Er waren in Vlaanderen zeer veel brave meisjes en jongens. En vele van hen stonden in een lange rij in het Huis van de Sint te wachten tot zij met allerhande vragen de goedheiligman konden bestoken: wat hij nam als ontbijt, welke fiets hij had, hoe de naam was van zijn moeder en of hij ook een ezel had.
Toen die laatste vraag door Lars werd gesteld begon de Sint te bulderlachen, zodanig dat de jongeman bijna van schrik wegliep. Maar de jongen werd al vlug getroost toen Sinterklaas aan Nicodemus, zijn Opperpiet, vroeg om dichterbij te komen.
‘Kijk,’ zei hij toen, ‘dat is mijn ezel, want hij draagt de allerzwaarste zakken en hij sleurt die over de berijmde en besneeuwde daken mee’.
Mijn grote baas heeft toch een speciale zin voor humor, vond die brave helper, maar hij vergaf het hem want ze waren al eeuwenlang bevriend.
‘Mag ik nog iets vragen beste Sint,’ vroeg het kleine baasje.
‘Natuurlijk, ga je gang, Larsje,’ stelde de oude hem gerust.
Of hij van moderne muziek hield, wilde de dreumes weten.
‘Jazeker, ik ga met mijn tijd mee hoor. Honderdvijftig jaar geleden waren dat de walsdeuntjes en de operettes, maar nu zie ik Beyoncé en Katy Perry wel zitten hoor.’
Lars kon zijn oren niet geloven. Hij hoorde de namen van de idolen van zijn oudere zus.
‘Maar heb je ook een favoriet?’ wilde hij toch ook nog weten.
‘Ja, ik heb een favoriete en dat is die al wat oudere maar toch wel getrouwe Madonna,’ bekende de oude snoeper.
Van Madonna had het kleine jongetje nog nooit gehoord maar dat moest ie dan maar eens vragen aan zijn mama en vooral aan zijn papa had Sinterklaas vervolgens gezegd.

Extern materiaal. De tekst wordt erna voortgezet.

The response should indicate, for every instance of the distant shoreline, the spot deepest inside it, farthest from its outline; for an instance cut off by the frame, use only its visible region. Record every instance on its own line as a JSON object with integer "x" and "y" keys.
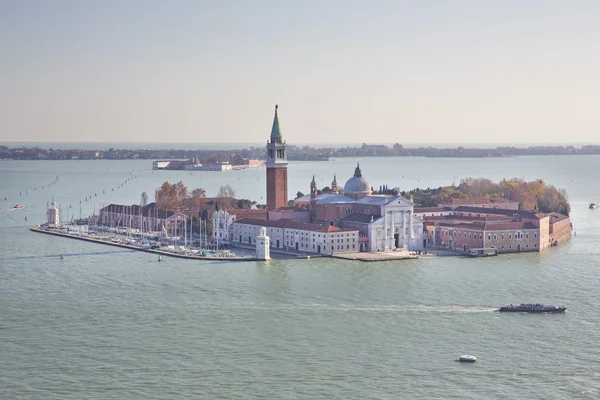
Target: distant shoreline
{"x": 294, "y": 152}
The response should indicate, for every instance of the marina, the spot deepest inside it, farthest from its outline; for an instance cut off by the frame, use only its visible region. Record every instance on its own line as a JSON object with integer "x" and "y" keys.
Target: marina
{"x": 171, "y": 251}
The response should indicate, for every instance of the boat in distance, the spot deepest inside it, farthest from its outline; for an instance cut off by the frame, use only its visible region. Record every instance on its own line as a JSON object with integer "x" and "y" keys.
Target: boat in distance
{"x": 532, "y": 308}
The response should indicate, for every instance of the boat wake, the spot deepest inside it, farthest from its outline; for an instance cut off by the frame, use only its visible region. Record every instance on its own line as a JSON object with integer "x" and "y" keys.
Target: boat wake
{"x": 93, "y": 253}
{"x": 371, "y": 308}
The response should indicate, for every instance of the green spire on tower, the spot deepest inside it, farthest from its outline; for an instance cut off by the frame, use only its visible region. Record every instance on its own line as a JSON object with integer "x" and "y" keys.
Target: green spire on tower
{"x": 275, "y": 131}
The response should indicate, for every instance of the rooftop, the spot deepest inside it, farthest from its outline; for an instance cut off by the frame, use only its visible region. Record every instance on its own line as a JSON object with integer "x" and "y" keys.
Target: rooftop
{"x": 289, "y": 224}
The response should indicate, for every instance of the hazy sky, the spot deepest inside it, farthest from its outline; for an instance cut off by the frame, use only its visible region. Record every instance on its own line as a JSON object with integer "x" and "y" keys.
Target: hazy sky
{"x": 341, "y": 71}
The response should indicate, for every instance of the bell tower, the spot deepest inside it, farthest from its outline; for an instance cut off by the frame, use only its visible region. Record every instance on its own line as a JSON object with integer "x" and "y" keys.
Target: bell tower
{"x": 276, "y": 168}
{"x": 334, "y": 188}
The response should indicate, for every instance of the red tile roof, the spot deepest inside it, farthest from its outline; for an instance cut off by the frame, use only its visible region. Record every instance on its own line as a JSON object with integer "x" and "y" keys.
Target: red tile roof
{"x": 290, "y": 224}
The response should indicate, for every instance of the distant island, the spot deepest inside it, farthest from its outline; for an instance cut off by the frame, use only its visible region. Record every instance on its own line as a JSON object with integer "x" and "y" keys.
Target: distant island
{"x": 294, "y": 153}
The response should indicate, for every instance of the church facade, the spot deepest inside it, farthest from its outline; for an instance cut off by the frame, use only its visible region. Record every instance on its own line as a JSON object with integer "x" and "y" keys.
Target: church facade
{"x": 385, "y": 223}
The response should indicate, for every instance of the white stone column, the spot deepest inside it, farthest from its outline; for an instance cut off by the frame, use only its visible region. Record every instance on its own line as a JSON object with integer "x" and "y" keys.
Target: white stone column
{"x": 392, "y": 241}
{"x": 404, "y": 222}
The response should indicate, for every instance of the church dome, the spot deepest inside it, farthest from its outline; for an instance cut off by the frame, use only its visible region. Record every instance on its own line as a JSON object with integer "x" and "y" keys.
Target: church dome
{"x": 357, "y": 186}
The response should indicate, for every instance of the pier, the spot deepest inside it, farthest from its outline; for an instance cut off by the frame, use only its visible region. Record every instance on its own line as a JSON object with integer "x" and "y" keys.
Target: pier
{"x": 400, "y": 254}
{"x": 88, "y": 238}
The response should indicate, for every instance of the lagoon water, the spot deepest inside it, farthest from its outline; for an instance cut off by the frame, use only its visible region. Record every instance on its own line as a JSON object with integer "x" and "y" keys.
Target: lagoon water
{"x": 106, "y": 323}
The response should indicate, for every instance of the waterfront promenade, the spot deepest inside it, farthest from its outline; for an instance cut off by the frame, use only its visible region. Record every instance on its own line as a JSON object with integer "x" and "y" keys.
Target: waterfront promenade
{"x": 160, "y": 251}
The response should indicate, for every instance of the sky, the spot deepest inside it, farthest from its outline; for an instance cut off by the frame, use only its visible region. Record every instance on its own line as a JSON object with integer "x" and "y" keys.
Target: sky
{"x": 347, "y": 71}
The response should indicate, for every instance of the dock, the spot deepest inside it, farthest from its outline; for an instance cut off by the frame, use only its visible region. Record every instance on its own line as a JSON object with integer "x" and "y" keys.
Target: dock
{"x": 399, "y": 254}
{"x": 87, "y": 238}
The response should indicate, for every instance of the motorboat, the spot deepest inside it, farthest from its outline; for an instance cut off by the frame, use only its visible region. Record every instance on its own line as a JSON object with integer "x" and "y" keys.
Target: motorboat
{"x": 532, "y": 308}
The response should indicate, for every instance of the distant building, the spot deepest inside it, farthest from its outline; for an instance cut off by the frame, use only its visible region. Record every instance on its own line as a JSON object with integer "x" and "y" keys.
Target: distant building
{"x": 485, "y": 202}
{"x": 53, "y": 214}
{"x": 508, "y": 230}
{"x": 161, "y": 164}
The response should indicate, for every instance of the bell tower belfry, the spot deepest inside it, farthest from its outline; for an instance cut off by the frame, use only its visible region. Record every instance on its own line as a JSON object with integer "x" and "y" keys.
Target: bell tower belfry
{"x": 276, "y": 168}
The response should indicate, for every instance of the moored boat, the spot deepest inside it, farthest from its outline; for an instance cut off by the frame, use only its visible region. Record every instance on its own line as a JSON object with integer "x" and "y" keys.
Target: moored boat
{"x": 532, "y": 308}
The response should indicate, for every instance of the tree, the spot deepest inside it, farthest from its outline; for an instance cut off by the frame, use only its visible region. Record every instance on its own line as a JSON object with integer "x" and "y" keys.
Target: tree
{"x": 194, "y": 201}
{"x": 166, "y": 197}
{"x": 226, "y": 191}
{"x": 144, "y": 199}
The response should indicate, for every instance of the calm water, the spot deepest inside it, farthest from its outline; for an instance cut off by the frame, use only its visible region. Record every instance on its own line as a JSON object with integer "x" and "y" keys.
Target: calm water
{"x": 105, "y": 323}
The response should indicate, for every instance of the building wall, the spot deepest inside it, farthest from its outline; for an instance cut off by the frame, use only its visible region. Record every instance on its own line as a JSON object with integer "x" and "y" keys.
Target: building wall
{"x": 560, "y": 231}
{"x": 326, "y": 243}
{"x": 277, "y": 195}
{"x": 544, "y": 224}
{"x": 299, "y": 216}
{"x": 513, "y": 241}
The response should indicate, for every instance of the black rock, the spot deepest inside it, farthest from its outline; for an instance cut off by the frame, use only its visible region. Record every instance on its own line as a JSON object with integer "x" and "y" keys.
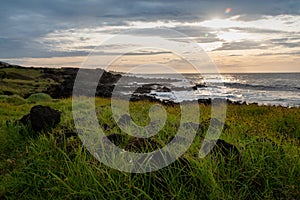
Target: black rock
{"x": 139, "y": 145}
{"x": 195, "y": 87}
{"x": 223, "y": 148}
{"x": 116, "y": 138}
{"x": 41, "y": 118}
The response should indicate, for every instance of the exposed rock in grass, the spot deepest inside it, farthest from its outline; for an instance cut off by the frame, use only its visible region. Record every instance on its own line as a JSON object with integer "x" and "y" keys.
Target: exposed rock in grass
{"x": 41, "y": 118}
{"x": 116, "y": 138}
{"x": 124, "y": 120}
{"x": 222, "y": 148}
{"x": 14, "y": 99}
{"x": 39, "y": 97}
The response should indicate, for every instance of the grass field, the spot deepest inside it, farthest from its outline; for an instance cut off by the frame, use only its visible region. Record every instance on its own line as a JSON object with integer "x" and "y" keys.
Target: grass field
{"x": 53, "y": 166}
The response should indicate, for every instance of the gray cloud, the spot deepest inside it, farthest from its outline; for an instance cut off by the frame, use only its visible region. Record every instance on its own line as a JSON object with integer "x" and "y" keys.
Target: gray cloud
{"x": 23, "y": 23}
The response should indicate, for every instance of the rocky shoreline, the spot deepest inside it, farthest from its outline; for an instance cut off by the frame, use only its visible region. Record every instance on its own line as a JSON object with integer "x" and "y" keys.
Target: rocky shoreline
{"x": 62, "y": 82}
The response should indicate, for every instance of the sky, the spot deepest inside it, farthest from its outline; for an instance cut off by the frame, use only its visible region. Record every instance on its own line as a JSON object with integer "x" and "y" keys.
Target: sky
{"x": 237, "y": 35}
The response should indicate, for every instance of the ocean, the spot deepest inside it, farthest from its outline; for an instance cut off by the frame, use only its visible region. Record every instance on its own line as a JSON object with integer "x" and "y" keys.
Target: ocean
{"x": 262, "y": 88}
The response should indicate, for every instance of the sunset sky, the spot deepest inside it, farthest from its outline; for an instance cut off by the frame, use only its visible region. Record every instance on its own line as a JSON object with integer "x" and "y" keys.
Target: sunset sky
{"x": 238, "y": 35}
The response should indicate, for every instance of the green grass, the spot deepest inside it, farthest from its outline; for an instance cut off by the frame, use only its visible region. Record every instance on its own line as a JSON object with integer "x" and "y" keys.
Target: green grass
{"x": 55, "y": 167}
{"x": 23, "y": 81}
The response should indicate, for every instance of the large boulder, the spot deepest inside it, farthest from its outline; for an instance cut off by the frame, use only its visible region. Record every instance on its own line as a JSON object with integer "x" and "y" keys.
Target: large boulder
{"x": 41, "y": 118}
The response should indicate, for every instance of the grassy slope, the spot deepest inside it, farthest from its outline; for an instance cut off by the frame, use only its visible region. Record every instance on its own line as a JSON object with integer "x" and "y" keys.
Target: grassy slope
{"x": 52, "y": 166}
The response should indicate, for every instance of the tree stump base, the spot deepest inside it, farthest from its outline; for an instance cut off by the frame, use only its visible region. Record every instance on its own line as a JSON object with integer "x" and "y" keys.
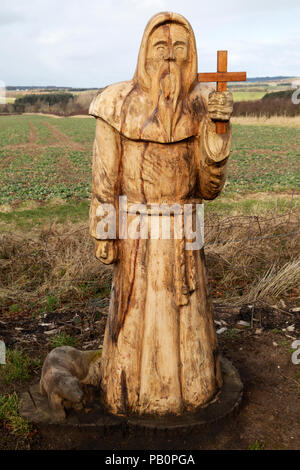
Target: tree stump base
{"x": 35, "y": 408}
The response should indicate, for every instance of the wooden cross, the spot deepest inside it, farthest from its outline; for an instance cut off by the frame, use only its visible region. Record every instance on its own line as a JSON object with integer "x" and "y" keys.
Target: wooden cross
{"x": 222, "y": 77}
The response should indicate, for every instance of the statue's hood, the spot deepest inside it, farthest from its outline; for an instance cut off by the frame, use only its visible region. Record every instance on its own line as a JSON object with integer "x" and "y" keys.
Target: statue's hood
{"x": 128, "y": 107}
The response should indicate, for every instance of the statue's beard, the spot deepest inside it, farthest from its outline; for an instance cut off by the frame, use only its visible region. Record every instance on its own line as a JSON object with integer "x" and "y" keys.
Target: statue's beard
{"x": 166, "y": 93}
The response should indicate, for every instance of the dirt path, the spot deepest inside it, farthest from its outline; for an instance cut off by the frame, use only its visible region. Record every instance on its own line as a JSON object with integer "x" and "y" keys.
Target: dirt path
{"x": 32, "y": 134}
{"x": 270, "y": 410}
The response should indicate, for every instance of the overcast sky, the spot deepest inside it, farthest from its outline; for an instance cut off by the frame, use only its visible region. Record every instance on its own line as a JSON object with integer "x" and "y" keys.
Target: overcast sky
{"x": 93, "y": 43}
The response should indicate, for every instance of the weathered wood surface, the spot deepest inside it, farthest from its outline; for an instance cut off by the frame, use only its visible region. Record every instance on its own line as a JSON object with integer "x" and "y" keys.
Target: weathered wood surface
{"x": 156, "y": 142}
{"x": 222, "y": 77}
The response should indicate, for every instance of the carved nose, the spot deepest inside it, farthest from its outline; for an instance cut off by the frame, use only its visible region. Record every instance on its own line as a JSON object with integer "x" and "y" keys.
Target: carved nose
{"x": 171, "y": 55}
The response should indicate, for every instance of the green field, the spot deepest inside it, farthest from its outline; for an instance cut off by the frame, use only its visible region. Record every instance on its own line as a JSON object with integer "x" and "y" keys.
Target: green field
{"x": 45, "y": 161}
{"x": 247, "y": 95}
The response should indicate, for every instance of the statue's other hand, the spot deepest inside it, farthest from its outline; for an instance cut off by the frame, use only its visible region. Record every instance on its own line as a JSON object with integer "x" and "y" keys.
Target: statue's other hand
{"x": 220, "y": 105}
{"x": 106, "y": 251}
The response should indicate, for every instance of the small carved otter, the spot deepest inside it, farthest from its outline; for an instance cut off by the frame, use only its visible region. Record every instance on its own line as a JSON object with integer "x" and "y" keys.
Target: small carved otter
{"x": 64, "y": 371}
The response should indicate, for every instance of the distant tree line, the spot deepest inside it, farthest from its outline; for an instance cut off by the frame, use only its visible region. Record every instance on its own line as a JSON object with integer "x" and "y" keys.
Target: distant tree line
{"x": 61, "y": 104}
{"x": 277, "y": 103}
{"x": 67, "y": 104}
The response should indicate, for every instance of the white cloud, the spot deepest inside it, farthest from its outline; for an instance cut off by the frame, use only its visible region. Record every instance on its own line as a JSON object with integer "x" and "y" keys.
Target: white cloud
{"x": 96, "y": 42}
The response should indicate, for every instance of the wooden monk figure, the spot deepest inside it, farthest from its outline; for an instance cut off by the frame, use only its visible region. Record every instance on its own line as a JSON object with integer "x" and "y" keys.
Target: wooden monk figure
{"x": 156, "y": 143}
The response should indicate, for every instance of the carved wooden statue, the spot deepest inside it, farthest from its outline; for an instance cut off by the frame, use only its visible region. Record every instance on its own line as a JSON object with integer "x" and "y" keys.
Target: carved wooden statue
{"x": 157, "y": 144}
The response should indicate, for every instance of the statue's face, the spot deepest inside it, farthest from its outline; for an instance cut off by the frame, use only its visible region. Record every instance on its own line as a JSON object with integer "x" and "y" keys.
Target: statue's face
{"x": 169, "y": 42}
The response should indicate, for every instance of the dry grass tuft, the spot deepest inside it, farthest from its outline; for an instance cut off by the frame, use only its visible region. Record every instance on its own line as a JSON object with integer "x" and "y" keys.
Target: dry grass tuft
{"x": 253, "y": 258}
{"x": 56, "y": 261}
{"x": 249, "y": 259}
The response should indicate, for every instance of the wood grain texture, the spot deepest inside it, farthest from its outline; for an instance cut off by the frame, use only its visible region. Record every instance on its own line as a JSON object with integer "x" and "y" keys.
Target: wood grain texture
{"x": 157, "y": 144}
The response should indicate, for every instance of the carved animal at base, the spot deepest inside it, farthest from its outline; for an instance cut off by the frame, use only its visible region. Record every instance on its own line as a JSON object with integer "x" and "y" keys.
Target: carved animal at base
{"x": 63, "y": 374}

‘Ik zal je verklappen waarom ik zo’n fan geworden ben van deze dame,’ wilde de muzikale kindervriend er nog aan toevoegen:
‘Tijdens de afgelopen zomer, om precies te zijn op 15 augustus, was er een feestje in de hemel. Iedereen zou een nummertje opvoeren. En moeder Maria mocht beginnen. Zij steeg tot helemaal in de nok van de hemel en deed toen een imitatie van Madonna en ze zong “Like a virgin”. Heel de hemel stond op zijn kop. Sinte Pieter was van zijn wolk gevallen en was de sleutel van de hemelpoort bijna kwijtgespeeld. Het engelenkoor was helemaal buiten adem want de serafijntjes en de cherubijntjes waren enkel gewend om psalmen en madrigalen te zingen en geen stomende popmuziek. Sint Jozef deed alsof hij een ferm stuk in zijn voeten had en riep voortdurend: “Zie daar de onbevlekte gevangenis”. Gelukkig kon de zoon erom lachen. Hij had het feest georganiseerd en iedereen was na afloop dik tevreden. Met Kerstmis zou er opnieuw een fuif gehouden worden had hij ons verzekerd. Er zou dan tevens voor speciale verlichting gezorgd worden, iedereen zou pakjes krijgen en er zou voor één keer geen rijstpap met gouden lepeltjes worden gegeten, maar wel ganzenlever en everzwijnensteak. Er was maar één voorwaarde gesteld: iedereen moest een week later zorgen voor een mooie nieuwjaarsbrief. We hebben toen dadelijk Sint Sylvester en het heilig paterke van Hasselt ingeschakeld om ons daarbij te helpen. Ja, beste Lars, het is dus sinds deze zomer dat ik zo’n grote bewonderaar van deze zangeres ben geworden, maar natuurlijk kan niemand tippen aan Maria.’
‘Maria, die ken ik niet en die heb ik nog nooit op Tv zien optreden,’ moest de verbaasde kleuter wel toegeven.
‘Kijk maar eens af en toe op zondagvoormiddag,’ zei Sinterklaas, ‘maar vergis je niet van zender want dan zit je misschien met K3 opgezadeld en sorry hoor, die meisjes kunnen niet tippen aan Madonna, laat staan aan Maria.’